Le climat dans la politique
Le climat contribue de façon majeure à la formation de l’espace politique et s'est toujours vu reconnaître une place majeure dans la rationalité politique - particulièrement depuis la prise de conscience née de l’importance de la question du réchauffement. Mais c’est une vieille histoire. En effet, c’est en 1748 que Montesquieu publie « De l’Esprit des lois », dans lequel il écrit, au tout début de la 3ème partie (14, 1) : « S’il est vrai que le caractère de l’esprit et les passions du cœur soient extrêmement différents dans les divers climats, les lois doivent être relatives et à la différence de ces passions, et à la différence de ces caractères ». Sans doute est-ce la première fois qu’en France, une articulation est pensée entre les « passions du cœur » et la politique et que c’est une réflexion sur le climat qui fonde une telle articulation. Nous nous trouvons ainsi devant un lien entre émotions et la politique et le climat est un des domaines dans lesquels s’exerce une telle médiation. Si le climat se voit, de nos jours, reconnaître une place majeure dans la vie politique en raison de la question du réchauffement, il ne s’agit pas d’une véritable rationalité politique car c’est dans un discours de peur que cette question est posée, mais non dans l’élaboration d’une véritable politique destinée à réduire la gravité du réchauffement dans une recomposition réelle de la politique de l’énergie.
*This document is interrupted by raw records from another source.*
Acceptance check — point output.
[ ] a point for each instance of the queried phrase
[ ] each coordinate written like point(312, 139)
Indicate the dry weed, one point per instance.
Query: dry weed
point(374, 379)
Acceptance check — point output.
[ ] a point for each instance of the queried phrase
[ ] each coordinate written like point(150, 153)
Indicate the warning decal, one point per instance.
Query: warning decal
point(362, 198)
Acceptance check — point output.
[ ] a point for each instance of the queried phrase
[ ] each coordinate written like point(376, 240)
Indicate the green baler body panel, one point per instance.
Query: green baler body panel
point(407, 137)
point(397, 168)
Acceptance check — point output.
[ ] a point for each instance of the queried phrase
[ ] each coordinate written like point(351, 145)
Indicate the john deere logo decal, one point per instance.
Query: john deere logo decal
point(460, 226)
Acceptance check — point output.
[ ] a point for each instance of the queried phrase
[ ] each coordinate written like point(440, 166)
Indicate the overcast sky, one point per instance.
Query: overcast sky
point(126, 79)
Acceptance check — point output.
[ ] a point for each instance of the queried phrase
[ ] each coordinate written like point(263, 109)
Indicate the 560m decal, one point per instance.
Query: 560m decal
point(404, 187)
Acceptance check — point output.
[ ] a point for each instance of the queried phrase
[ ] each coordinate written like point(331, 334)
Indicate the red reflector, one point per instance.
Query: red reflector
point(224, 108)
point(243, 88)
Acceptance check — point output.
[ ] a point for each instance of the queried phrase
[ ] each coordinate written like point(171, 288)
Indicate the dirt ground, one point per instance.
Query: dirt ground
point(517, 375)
Le report de la rentrée : une sorte de dramatisation
Fallait-il reporter la rentrée de vingt-quatre heures dans les Bouches-du-Rhône et le Var en raison des intempéries ? Même si l’on peut concevoir que dans cette région le vent, les orages et les pluies pouvaient nécessiter une véritable attention, surtout de la part des parents mais aussi de la part des écoles, cela aurait pu ne pas entraîner un véritable report de la rentrée. Cela conduit à une sorte de dramatisation de la question du climat au lieu de susciter une réflexion sur les conditions dans lesquelles la rentrée a lieu. Une fois de plus, c’est la peur qui oriente les politiques et les décisions prises par les pouvoir, alors que leur rôle devrait être plutôt de tout faire pour diminuer la pression de la peur. Un tel report de la rentrée constitue une dramatisation inutile et irrationnelle de la question du climat. La dramatisation de la rentrée par son report ne manifeste pas une véritable autorité de la part des pouvoirs, mais bien plutôt une absence d’autorité liée à cette rhétorique de la peur. Au lieu de manifester un pouvoir qui se manifeste de plus en plus par la faiblesse de ses acteurs et l’insuffisance de leurs choix et de leurs décisions, ce discours et ces mesures fondés sur de la peur manifeste, en réalité, la faiblesse de ceux qui dirigent notre pays, l’insuffisance de leurs réflexions et l’absence de la réalité de leur pouvoir. Fonder leurs choix sur de la peur au lieu de les fonder sur une véritable réflexion et sur la maîtrise des situations manifeste l’insuffisance des acteurs porteurs des pouvoirs et fait apparaître l’absence de leur autorité.
Pourquoi faire reposer des choix politiques et des décisions sur de la peur ?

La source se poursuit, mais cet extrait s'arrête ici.